Huile sur Toile (73,5 x 100,5 cm) 1913 Musée Peggy Guggenheim

Dans cette vue vide où règne le silence, où le temps est suspendu, seules les ombres qui s'étirent démesurément semblent être capables de mobilité.

Giorgio de Chirico, La Tour Rouge, au musée Peggy Guggenheim à Venise
Giorgio de Chirico, La Tour Rouge
Pas un seul oiseau, pas une seule présence vivante dans ce paysage irréel : Décor de rêve ou de cauchemar ?

La sculpture du cavalier, imposante, domine l’espace de sa hauteur, crève le tableau par la lumière blanche de son socle.

Les arcades latérales sont identiques, hautes, tristes, également vides de vie.

Seul élément rond, véritablement en relief et de couleur chair, la haute tour crénelée devient l’élément humain qui occupe le centre du tableau.

Cette tour rouge est visage aux yeux-fenêtres qui guettent à 360 degrés.

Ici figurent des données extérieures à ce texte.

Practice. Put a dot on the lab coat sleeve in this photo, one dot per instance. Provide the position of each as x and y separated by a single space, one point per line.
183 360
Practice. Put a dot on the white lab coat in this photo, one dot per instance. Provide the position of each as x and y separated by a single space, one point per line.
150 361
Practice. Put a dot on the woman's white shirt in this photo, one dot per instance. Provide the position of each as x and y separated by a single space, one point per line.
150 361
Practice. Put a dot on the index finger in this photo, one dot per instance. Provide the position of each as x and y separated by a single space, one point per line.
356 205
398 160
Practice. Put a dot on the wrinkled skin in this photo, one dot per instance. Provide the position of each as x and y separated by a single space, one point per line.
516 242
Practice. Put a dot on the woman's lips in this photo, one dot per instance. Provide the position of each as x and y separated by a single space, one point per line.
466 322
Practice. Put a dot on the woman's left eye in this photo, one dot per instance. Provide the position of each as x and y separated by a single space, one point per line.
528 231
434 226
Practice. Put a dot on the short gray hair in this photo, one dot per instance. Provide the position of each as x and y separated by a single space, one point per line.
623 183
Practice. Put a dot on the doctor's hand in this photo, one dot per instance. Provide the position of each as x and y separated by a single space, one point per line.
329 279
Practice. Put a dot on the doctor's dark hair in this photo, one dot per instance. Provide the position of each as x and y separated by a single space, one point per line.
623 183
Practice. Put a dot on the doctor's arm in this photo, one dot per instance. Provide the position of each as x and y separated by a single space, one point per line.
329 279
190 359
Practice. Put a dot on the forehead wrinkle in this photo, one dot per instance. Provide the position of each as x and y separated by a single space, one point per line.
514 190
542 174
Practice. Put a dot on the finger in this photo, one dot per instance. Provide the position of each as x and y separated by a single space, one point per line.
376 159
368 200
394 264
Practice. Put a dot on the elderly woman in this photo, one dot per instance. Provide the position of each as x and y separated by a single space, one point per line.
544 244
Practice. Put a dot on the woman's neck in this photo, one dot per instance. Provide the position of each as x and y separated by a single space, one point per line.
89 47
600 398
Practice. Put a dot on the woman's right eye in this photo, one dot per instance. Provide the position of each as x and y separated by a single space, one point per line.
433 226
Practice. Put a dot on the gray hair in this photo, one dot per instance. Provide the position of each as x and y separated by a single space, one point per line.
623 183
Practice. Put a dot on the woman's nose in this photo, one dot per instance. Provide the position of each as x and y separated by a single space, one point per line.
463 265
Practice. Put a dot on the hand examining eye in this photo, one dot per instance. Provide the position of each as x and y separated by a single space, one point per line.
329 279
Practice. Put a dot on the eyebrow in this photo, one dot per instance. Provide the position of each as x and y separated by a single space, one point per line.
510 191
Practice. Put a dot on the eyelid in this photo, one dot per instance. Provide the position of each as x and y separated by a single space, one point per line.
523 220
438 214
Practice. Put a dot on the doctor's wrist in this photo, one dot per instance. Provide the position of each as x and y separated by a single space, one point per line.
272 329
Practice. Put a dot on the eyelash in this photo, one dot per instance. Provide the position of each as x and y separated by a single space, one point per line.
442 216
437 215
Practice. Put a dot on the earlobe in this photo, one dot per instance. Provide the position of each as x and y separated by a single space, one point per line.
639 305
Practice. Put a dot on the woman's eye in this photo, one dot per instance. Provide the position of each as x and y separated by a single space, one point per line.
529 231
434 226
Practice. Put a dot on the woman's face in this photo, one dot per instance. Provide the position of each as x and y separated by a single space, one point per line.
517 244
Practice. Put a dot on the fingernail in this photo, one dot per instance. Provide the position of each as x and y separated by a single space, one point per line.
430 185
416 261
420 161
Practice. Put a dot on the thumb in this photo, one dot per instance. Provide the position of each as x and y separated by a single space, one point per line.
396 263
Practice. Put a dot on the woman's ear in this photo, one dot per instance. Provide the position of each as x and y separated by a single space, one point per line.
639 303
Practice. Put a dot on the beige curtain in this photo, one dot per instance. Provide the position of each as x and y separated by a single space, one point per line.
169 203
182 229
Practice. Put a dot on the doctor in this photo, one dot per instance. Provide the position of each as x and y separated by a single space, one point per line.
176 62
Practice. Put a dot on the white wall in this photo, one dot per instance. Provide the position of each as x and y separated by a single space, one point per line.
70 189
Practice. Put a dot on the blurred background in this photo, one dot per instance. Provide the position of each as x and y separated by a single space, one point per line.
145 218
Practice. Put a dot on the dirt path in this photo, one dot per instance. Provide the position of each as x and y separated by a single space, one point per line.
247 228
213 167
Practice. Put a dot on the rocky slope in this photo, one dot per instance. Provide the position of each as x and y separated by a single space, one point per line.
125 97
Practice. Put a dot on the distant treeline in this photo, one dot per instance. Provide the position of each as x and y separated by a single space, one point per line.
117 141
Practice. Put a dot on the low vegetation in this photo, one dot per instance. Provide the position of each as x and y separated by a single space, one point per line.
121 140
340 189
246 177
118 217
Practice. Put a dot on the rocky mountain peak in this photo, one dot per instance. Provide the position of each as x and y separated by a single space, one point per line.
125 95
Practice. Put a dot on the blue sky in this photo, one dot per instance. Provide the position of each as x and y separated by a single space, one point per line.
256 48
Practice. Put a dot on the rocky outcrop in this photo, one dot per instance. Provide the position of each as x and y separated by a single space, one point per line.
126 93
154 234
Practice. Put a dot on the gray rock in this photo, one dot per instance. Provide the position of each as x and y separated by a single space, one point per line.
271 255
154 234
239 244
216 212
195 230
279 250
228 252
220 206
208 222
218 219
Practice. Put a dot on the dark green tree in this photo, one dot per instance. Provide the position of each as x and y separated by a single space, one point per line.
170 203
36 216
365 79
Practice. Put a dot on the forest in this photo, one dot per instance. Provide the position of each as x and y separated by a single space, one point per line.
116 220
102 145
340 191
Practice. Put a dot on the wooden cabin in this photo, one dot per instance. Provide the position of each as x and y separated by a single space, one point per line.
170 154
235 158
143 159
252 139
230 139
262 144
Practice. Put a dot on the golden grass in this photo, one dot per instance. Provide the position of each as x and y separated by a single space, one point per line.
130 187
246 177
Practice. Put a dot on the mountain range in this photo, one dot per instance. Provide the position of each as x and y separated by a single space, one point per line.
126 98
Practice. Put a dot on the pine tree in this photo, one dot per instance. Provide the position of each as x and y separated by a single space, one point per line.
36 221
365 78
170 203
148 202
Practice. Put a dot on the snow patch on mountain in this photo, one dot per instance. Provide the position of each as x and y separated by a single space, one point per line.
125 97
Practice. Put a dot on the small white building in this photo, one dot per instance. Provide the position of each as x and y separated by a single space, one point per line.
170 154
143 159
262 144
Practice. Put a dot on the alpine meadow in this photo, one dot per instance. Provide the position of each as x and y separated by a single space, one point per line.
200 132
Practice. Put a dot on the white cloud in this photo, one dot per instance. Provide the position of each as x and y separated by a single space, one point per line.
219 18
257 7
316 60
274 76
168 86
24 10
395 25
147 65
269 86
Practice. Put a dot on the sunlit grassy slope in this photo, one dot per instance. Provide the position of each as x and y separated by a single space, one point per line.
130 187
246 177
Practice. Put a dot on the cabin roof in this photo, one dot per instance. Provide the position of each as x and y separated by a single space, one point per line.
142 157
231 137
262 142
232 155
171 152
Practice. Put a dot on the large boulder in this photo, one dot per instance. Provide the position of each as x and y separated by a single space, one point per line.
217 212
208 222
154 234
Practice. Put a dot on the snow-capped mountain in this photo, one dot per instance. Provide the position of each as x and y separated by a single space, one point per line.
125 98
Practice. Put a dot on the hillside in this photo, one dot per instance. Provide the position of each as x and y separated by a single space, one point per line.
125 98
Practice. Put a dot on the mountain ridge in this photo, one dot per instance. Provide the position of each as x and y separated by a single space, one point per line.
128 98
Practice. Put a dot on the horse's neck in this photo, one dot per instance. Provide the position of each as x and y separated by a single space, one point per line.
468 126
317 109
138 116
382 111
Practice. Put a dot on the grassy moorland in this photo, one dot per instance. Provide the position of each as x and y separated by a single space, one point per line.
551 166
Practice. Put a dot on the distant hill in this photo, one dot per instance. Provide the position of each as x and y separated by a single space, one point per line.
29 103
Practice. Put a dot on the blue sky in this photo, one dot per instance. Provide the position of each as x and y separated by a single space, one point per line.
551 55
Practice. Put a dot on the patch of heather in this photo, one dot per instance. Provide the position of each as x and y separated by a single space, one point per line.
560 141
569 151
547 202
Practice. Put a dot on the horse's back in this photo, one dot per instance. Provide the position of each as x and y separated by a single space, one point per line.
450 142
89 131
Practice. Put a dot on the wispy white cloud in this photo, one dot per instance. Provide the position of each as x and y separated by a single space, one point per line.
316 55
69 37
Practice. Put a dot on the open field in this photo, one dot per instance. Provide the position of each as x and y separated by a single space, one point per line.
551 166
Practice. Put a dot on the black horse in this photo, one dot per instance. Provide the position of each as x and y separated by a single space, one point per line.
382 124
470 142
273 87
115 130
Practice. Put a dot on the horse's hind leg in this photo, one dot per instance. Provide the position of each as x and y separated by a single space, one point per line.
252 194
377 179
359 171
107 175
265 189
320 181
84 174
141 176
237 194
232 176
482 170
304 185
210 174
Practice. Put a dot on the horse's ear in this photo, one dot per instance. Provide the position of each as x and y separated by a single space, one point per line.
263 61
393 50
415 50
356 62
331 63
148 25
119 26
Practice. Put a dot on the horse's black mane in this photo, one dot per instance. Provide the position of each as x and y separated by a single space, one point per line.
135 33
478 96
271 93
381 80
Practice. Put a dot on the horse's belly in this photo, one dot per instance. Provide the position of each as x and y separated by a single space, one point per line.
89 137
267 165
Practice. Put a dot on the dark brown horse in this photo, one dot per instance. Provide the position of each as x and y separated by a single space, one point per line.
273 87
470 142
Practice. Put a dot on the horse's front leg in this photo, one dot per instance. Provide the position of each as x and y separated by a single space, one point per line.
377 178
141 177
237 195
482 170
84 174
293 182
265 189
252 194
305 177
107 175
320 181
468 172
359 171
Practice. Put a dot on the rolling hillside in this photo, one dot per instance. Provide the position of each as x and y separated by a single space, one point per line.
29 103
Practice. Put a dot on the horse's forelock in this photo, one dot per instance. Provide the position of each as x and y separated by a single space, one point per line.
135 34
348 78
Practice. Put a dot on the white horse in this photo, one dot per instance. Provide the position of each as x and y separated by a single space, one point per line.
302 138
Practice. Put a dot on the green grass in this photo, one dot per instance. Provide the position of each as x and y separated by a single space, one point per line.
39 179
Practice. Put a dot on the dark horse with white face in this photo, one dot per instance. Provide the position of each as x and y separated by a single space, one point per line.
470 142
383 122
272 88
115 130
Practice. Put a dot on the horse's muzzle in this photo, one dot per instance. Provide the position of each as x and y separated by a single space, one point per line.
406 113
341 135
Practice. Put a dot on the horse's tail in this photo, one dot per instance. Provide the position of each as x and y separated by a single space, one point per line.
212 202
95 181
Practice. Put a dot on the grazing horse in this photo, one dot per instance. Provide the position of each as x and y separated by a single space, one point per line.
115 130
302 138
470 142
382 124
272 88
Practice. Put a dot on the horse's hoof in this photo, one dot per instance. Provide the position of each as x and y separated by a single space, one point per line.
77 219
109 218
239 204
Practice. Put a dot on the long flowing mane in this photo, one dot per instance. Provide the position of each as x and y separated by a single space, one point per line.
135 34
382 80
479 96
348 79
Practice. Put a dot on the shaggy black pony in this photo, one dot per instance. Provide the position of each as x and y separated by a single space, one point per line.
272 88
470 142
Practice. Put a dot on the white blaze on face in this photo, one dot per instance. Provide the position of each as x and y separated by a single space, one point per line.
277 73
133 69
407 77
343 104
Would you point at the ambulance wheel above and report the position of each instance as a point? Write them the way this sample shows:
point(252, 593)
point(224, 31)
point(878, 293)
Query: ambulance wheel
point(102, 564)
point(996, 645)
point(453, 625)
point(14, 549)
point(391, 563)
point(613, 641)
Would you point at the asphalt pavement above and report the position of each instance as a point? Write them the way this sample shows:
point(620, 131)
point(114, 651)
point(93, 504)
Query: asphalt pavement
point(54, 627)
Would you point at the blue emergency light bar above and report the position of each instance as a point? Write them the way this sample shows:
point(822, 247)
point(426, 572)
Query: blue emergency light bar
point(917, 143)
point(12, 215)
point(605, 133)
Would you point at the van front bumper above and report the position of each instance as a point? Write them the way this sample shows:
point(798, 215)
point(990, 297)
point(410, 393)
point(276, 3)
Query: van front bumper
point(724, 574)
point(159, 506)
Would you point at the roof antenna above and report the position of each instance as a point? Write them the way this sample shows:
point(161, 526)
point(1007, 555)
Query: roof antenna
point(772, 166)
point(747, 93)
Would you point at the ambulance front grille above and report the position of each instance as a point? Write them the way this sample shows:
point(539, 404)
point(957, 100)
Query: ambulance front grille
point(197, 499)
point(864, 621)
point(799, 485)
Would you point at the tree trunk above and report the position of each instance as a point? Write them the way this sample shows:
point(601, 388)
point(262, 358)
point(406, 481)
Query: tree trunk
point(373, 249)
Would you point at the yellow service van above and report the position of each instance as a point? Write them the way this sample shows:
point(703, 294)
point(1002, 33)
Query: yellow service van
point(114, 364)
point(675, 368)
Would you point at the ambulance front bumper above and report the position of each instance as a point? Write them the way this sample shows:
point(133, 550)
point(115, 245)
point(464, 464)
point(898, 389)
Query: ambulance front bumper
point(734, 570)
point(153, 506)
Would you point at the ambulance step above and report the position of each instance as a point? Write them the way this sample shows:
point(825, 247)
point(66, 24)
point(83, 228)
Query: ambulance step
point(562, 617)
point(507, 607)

Un visage-forteresse surmonté de créneaux de défense où s’ouvre une bouche-porte, en partie barrée d’ombre tout en étant placée dans la partie de la façade se trouvant au soleil.

Une bouche-porte entourée de traits rose sombre horizontaux qui renforcent de leur présence l’importance de cette ouverture au point central du tableau, une ouverture vers laquelle tout converge.